Forem: Vitalii Buhaiov

ChunkLoadError on every deploy: the in-place rebuild trap in Next.js standalone

Vitalii Buhaiov — Mon, 18 May 2026 08:07:04 +0000

We run a Next.js 16 site behind nginx on a single VPS. Recently Google Search Console reported a single 500 on one of our locale-prefixed pages. The page was working fine by the time I clicked through. I almost ignored it. I'm glad I didn't. The trail led to a bug that fires on every deploy, and the fix is short.

Here's the story and what the fix cost us.

The single 500

Search Console flagged a locale-prefixed product route. The URL returned a clean 200 when I curled it. So either the indexer hit a transient blip, or something in our deploy flow occasionally leaks a 500 to whichever request happens to be in flight at the wrong second.

The nginx access log made it concrete.

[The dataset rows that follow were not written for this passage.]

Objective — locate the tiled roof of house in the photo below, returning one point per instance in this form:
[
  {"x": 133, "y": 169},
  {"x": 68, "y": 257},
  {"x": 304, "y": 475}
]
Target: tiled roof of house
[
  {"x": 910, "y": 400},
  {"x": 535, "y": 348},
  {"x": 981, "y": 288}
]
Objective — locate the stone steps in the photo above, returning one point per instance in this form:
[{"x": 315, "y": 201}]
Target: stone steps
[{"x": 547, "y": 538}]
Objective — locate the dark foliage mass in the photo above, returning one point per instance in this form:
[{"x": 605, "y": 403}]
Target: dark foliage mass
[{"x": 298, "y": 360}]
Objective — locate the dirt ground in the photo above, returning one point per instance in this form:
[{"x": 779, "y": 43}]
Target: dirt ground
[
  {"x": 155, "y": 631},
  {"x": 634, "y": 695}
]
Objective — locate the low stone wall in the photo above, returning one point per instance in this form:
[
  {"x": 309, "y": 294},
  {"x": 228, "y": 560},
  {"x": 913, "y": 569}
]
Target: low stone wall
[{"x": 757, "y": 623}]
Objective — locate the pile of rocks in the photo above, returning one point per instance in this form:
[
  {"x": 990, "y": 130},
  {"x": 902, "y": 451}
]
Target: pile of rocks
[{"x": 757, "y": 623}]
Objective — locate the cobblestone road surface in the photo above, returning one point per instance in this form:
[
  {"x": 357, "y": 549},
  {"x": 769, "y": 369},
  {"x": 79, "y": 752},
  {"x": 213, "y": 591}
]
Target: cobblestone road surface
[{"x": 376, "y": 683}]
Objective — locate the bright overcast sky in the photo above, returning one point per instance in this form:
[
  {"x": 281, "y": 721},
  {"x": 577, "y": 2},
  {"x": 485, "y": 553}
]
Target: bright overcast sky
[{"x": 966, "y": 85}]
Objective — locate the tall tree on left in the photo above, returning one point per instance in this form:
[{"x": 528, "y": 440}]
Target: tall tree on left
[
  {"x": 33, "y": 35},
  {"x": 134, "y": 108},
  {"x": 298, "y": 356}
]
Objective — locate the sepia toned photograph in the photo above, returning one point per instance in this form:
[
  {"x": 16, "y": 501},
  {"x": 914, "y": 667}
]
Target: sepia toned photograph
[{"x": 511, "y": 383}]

One 500 for that URL, single timestamp, never before or after:

[06:58:05]  GET /es/products/details  500

Now the matching journalctl -u frontend for the same second:

06:58:04  Error [ChunkLoadError]: Failed to load chunk
          server/chunks/ssr/messages_es_json_[json]_cjs_xxxxxxxx._.js
          from module 83578
   [cause]: Error: Cannot find module
            '/opt/app/frontend/.next/standalone/.next/server/chunks/ssr/...'
06:58:04  Error [ChunkLoadError]: Failed to load chunk
          server/chunks/ssr/[root-of-the-server]__xxxxxxx._.js ...
06:58:04  ⨯ unhandledRejection: ChunkLoadError ...

Hundreds of these in a five-second window, then silence. That five-second window matched the deploy run from earlier that morning to the second. A later deploy left a bigger spread of 500s across other locale-prefixed routes. Same root cause, same five seconds, more URLs simply because more requests landed in the window.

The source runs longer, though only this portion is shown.